30 A Mefiboset rzekł do króla: I wszystko niech weźmie, gdy się tylko wrócił król, pan mój, w pokoju do domu swego.
31 Barsylaj też Galaatczyk wyszedłszy z Rogielim, przeprawił się z królem przez Jordan, aby go prowadził za Jordan.
32 A Barsylaj był bardzo stary, mając osiemdziesiąt lat, który podejmował króla, póki mieszkał w Mahanaim; bo był człowiekiem bogatym bardzo.
33 I rzekł król do Barsylajego: Pójdź ze mną, a będę cię chował przy sobie w Jeruzalemie.
34 Ale Barsylaj odpowiedział królowi: Wieleż jest dni lat żywota mego, żebym miał iść z królem do Jeruzalemu?

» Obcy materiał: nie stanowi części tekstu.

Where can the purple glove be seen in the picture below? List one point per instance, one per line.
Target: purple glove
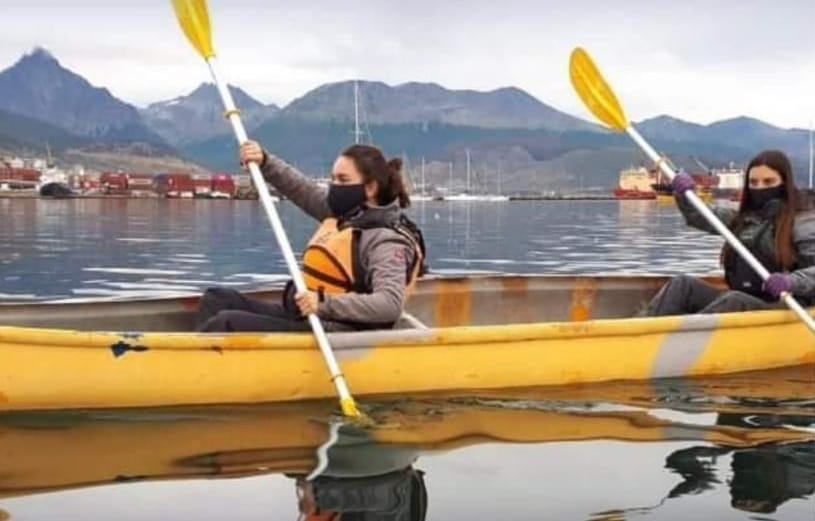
(778, 283)
(682, 183)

35 Osiemdziesiąt lat mi dzisiaj; izali mogę rozeznać między dobrem a złem? izali poczuje smak sługa twój w tem, cobym jadł, albo cobym pił? izali słuchać mogę więcej głosu śpiewaków i śpiewaczek? a przeczżeby miał być sługa twój jeszcze ciężarem królowi, panu memu?
36 Jeszcze trochę pójdzie sługa twój za Jordan z królem: bo czemużby mi miał dawać król takową nagrodę?